Rule #1 is: Don't badmouth the existing code. Just complaining about the poor quality of the code is not very helpful and it can be dangerous. I vividly remember saying to another developer, "this code appears to have been written by someone who doesn't understand the basic concepts of
Java concurrency", only to find out later that it was written by the person I was talking to. *cringe*
When trying to convince management/business side to allocate time for refactoring, you have to frame the discussion in terms they understand. As developers, the main reason we want to refactor is to make the code easier to work with, reason about and extend. In other words, to make our own jobs more enjoyable. Unfortunately, for the business as a whole, "happier developers" is not a primary goal. It doesn't directly generate value for the business. (Of course, having happier, more motivated employees has an indirect effect on the health and profitability of the company, but there's a long chain of cause and effect in between.)

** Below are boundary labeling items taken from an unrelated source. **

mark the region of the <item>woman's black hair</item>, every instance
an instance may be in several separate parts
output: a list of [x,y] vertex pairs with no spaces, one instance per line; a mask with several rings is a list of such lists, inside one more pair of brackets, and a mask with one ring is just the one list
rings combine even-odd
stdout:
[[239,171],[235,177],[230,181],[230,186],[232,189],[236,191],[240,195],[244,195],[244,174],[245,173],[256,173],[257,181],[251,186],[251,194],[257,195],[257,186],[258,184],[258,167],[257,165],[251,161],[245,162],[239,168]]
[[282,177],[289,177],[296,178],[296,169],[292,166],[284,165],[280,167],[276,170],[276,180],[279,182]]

So try to come up with a way to express the benefits of refactoring in terms that management can understand. e.g. "Without refactoring, feature X will take N weeks to implement. If we spend a week on refactoring beforehand, feature X will take 2*N/3 weeks to implement, and future development will also be faster." Or "The web app currently has hundreds of XSS vulnerabilities, putting our users at risk. If we don't refactor and we instead try to fix them one by one, it'll take a year to fix them all, and we might accidentally miss some."